May 8, 2023 @ 15:15 – 16:15 CEST
Ross Waller , Professor of Evolutionary Cell Biology
Department of Biochemistry
University of Cambridge, UK
Ross Waller completed a PhD in 2000 at the University of Melbourne working on the newly discovered remnant plastid in apicomplexan parasites Plasmodium and Toxoplasma. He undertook postdoctoral training from 2000-3 as a Peter Doherty Fellow working on Leishmania cell biology (University of Melbourne), and then from 2003-5 as a Canadian Institutes of Health Research working on molecular evolution in diverse eukaryotes at the University of British Columbia. In 2005 be joined the faculty of the School of Botany, University of Melbourne, and in 2013 relocated his laboratory to the Department of Biochemistry, University of Cambridge.
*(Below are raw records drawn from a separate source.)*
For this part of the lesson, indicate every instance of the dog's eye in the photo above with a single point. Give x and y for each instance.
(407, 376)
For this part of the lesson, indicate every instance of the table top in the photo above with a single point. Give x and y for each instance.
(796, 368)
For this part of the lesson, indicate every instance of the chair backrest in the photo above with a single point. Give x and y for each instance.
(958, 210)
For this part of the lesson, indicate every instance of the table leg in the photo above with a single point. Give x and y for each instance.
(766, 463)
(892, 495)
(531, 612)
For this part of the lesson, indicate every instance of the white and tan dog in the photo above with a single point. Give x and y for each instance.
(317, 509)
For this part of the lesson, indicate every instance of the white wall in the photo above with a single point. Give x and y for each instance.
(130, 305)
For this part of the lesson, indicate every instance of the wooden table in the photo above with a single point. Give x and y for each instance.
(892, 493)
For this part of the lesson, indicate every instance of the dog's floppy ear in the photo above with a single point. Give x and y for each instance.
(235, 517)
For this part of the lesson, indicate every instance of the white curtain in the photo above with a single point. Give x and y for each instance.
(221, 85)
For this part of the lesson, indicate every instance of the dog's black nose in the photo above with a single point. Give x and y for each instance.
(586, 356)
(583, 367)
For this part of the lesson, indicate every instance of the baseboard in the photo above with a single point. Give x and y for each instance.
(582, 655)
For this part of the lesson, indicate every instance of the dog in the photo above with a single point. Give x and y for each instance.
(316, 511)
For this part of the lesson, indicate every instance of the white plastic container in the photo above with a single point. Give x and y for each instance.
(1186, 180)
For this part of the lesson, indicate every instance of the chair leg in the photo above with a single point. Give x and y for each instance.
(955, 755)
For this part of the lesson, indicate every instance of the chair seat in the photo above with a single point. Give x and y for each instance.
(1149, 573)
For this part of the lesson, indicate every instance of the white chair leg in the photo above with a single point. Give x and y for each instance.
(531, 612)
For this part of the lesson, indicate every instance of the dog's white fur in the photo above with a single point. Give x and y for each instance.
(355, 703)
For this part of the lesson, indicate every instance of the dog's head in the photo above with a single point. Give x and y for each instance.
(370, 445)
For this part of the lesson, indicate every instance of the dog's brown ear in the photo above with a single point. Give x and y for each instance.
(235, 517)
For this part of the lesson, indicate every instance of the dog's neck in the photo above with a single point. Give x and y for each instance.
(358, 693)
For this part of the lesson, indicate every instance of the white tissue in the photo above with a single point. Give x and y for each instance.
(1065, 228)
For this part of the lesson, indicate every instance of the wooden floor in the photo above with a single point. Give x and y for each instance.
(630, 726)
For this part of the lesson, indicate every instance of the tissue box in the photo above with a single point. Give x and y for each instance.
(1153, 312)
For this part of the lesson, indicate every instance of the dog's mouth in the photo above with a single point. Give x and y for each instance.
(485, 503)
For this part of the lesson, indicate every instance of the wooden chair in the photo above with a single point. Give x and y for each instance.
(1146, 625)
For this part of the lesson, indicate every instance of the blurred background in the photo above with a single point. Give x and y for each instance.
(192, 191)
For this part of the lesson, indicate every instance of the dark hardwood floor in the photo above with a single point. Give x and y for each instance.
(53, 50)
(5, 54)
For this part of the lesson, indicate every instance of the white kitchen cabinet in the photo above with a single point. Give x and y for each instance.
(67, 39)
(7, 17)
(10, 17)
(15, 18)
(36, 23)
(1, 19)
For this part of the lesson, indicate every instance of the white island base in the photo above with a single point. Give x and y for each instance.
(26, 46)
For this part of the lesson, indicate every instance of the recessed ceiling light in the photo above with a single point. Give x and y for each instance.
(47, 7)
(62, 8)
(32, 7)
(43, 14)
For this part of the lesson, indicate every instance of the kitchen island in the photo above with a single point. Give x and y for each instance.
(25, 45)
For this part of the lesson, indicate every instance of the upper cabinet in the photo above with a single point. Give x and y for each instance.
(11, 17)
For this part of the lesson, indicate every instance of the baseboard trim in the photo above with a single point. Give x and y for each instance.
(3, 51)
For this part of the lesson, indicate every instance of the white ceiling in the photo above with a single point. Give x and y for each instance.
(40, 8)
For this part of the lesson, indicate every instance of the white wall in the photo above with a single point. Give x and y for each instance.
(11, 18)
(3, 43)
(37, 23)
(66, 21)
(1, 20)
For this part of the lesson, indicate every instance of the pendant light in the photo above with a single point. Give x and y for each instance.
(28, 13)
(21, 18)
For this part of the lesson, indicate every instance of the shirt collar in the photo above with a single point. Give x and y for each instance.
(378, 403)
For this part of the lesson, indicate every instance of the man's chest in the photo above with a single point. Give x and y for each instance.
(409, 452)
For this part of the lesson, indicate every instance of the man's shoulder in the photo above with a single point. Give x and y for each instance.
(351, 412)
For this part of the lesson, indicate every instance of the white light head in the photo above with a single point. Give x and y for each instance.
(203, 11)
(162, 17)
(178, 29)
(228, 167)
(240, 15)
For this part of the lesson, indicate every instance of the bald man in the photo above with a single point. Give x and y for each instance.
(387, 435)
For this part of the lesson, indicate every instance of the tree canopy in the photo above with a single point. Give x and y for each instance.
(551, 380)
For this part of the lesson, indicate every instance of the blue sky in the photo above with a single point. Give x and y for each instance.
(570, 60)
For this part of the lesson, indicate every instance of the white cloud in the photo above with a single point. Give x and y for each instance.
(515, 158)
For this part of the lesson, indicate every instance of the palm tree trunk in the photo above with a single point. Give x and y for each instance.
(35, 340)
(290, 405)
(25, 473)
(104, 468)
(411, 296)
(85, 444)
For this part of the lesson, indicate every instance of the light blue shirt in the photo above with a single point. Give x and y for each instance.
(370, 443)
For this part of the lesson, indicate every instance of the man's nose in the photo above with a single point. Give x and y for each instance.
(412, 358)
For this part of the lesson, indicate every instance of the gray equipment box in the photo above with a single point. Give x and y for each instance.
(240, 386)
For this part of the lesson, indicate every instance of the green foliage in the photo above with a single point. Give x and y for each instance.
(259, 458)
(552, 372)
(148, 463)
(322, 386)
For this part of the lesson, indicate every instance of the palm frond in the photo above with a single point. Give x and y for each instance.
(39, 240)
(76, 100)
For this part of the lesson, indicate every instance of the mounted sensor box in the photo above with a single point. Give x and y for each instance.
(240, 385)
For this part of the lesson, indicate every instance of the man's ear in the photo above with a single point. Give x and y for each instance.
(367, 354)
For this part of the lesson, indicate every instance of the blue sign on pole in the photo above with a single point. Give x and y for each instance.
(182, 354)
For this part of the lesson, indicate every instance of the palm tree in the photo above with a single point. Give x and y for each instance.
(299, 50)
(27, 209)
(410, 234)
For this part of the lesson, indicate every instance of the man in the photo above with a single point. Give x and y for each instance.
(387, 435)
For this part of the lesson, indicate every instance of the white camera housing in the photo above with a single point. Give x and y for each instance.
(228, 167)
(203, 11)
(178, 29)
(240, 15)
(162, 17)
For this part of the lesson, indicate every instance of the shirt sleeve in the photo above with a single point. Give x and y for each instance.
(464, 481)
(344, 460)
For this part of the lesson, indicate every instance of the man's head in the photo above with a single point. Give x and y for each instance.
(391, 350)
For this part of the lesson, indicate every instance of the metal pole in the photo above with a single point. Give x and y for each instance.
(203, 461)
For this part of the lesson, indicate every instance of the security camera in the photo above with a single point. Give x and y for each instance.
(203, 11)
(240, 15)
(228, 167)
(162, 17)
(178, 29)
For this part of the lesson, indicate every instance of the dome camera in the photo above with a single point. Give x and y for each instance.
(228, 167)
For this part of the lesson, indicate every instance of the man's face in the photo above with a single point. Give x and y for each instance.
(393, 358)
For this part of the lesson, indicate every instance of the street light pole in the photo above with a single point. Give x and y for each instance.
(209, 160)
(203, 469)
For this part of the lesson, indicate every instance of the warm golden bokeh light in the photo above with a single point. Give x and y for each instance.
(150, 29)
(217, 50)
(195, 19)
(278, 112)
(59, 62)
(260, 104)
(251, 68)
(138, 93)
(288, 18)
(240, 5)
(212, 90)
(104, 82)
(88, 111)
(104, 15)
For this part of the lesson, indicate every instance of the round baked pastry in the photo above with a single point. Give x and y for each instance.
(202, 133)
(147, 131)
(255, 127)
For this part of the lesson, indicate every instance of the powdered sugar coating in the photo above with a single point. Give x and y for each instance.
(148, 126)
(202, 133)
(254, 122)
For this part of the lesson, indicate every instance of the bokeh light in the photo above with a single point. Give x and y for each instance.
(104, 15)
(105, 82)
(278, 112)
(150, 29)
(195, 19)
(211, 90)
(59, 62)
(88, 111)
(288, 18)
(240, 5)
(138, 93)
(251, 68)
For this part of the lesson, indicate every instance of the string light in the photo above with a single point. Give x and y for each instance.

Global mapping of protein subcellular location offers a new era of comparative and evolutionary cell biology
Most of the diversity of eukaryotic life is represented by unicellular organisms, and most of this has diverged from well-studied model organisms by over a billion years of evolution. Consequently, while core eukaryotic cellular and molecular biology is often conserved, this represents only a small fraction of the molecular diversity, organisation, and function of most cells. This, in turn, severely constrains our ability to infer the biology of most of eukaryotic life from the better-studied models such as animals and fungi. To address the need for de novo characterisation of cells’ molecular diversity we use a spatial proteomics method called LOPIT that simultaneously captures the steady-state subcellular locations of thousands of proteins. We use these new cellular blueprints as springboards to study the evolutionary processes, adaptations and trajectories that have contributed to eukaryotic cell diversity, with particular focus on understanding the apicomplexan parasites and their close algal relatives the dinoflagellates.